I couldn't believe the look of fear on my wifes face today. It is her birthday and I am trying to make it a pleasant day. I have had a couple of bad days the last couple of weeks. We stayed in bed for a while this morning and three of the kids came in. They started kicking each other and I just laughed. It was better than getting upset. We got up around 9:30 and she opened cards and gifts. The gifts were nothing too special since we took a trip two weeks ago for her birthday. Things were going fine. I drove over an hour each way to get her a cake from a special bakery she wanted it from.
When I returned she was out shopping. I picked up roses and chocolates while I was out and to surprise her I left them on the dresser in our room, and I went out in the yard on the hammock. Apparently the vase tipped over. The roses were on the floor and the water had gotten spilled. The kids were cleaning up when my wife returned and I didn't even know they had fallen. Somehow one of the kids told my wife I was mad. My wife sees the roses on the floor and I am mad. She comes out in the yard and with a panicked look asks me what is wrong. Of course I say nothing is wrong, so she asks me why the roses are on the floor. She thought I had thrown them there. I had her come over and gave her a hug. I explained I knew the roses were there but they should not be on the floor and I didn't do it.
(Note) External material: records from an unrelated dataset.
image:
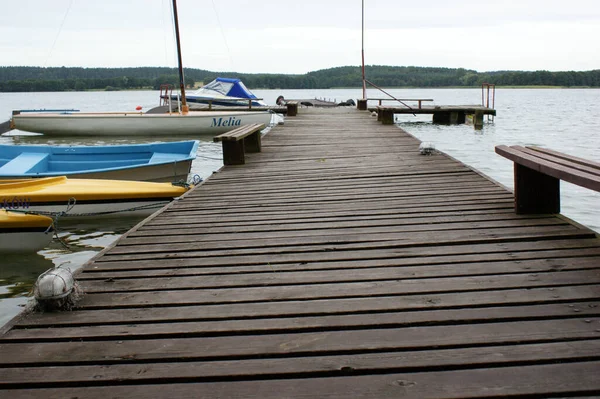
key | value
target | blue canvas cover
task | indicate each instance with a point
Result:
(224, 91)
(230, 87)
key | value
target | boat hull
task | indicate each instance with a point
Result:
(83, 198)
(160, 162)
(21, 232)
(201, 123)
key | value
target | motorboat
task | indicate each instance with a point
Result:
(225, 92)
(170, 161)
(84, 198)
(24, 232)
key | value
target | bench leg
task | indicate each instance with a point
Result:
(387, 117)
(252, 142)
(535, 192)
(292, 110)
(233, 153)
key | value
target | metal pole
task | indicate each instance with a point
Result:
(184, 107)
(363, 51)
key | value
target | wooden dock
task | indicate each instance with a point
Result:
(443, 114)
(336, 263)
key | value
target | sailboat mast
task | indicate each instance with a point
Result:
(184, 106)
(363, 51)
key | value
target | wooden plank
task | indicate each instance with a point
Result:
(375, 273)
(477, 264)
(448, 253)
(99, 313)
(569, 379)
(480, 357)
(247, 326)
(313, 343)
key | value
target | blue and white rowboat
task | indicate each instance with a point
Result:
(160, 162)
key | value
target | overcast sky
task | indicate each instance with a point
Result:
(280, 36)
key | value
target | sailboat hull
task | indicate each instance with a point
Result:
(203, 123)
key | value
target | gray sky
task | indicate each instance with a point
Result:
(279, 36)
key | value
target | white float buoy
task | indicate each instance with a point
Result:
(56, 289)
(426, 148)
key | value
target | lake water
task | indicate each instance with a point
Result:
(567, 120)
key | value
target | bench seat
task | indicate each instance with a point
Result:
(238, 141)
(538, 172)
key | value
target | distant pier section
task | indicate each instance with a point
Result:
(443, 114)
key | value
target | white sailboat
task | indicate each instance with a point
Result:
(184, 122)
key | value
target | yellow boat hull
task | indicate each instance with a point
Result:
(86, 197)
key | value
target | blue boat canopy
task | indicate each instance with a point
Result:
(223, 91)
(229, 87)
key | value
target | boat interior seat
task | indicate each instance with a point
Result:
(23, 163)
(159, 157)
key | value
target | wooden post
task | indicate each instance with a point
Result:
(441, 117)
(292, 108)
(387, 116)
(535, 192)
(478, 119)
(252, 142)
(233, 152)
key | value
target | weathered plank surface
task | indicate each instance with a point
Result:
(337, 263)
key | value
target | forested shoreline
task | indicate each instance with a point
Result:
(30, 79)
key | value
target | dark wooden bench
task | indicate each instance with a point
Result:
(538, 172)
(238, 141)
(292, 108)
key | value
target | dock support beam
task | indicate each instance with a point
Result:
(386, 116)
(292, 108)
(449, 118)
(478, 119)
(535, 192)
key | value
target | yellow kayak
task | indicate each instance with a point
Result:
(86, 197)
(22, 232)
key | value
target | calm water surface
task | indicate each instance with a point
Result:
(562, 119)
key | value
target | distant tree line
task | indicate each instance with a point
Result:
(29, 79)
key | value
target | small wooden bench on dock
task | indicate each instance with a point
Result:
(292, 108)
(362, 104)
(238, 141)
(538, 172)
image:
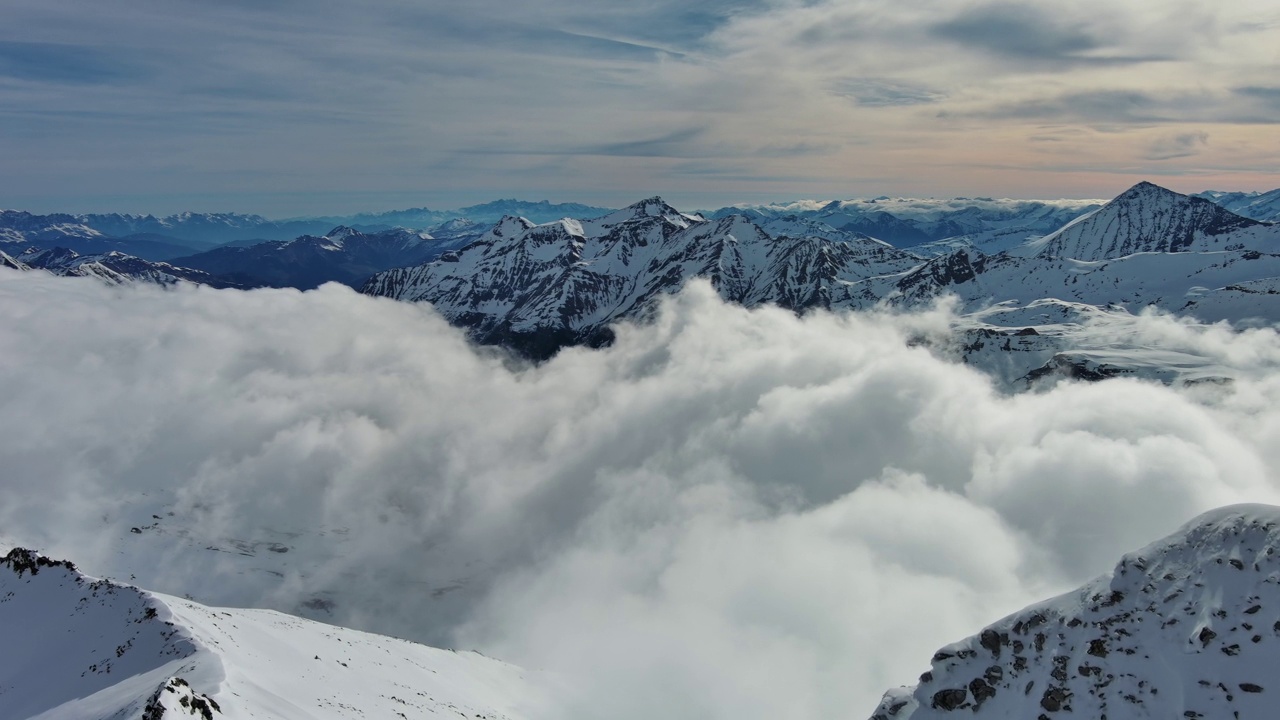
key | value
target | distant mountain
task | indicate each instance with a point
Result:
(485, 213)
(1256, 205)
(112, 267)
(536, 288)
(342, 255)
(910, 222)
(1188, 628)
(1148, 218)
(90, 648)
(542, 287)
Sometimes actions speak louder than words and judging by her fear that I was upset she does still care. There have been times when I question her love, especially since we don't talk about the A much.
I have learned it's a long road but every step in the right direction helps. An unexpected movement in the right direction will be welcome any time. Usually we would get into an argument before we could figure out there is no fault to give here.
If I can make a bonding moment out of a possible fight the rest of you certainly can, because before this happened I wouldn't recognize an emotion if I tripped over it. (If you don't believe I could buy my wife a dozen roses and chocolates and get in a fight over it you don't know me)
Still stumbling down the road
and it is getting smoother
I think that arguement happen irregardless of what nice things are happening..
my H bought me some beautiful flowers trying to make me happy, feel loved etc.. that was a day I really let loose with some pent up emotions following a MC session.. it appeard that everytime he would plan or do something nice.. would be the day I really struggled..he would laugh with the MC because they watched all his good intentions go up in smoke...
..since that day he had only gotten me flowers once on a valentines day.. he filled the house with flowers..I really enjoyed that gift..LOL..
I am happy that you are seeing some changes..
Pat
"Time is precious, but truth is more precious than time."
Bill
I admire the way you and your wife handled the roses. My H and I have gotten in terrible fights because he reacts to something like that in the same way and instead of seeing as concern I see it as fear. Fear that I have discovered something more he was hoping to hide and he knows he has been caught.
Terrible I know. But we have had a lot of arguments all because of situations like this. I see what you have accomplished as progress, perhaps when I can see his concern for me and not for himself or his fear. When I can trust, I will know we have accomplished something.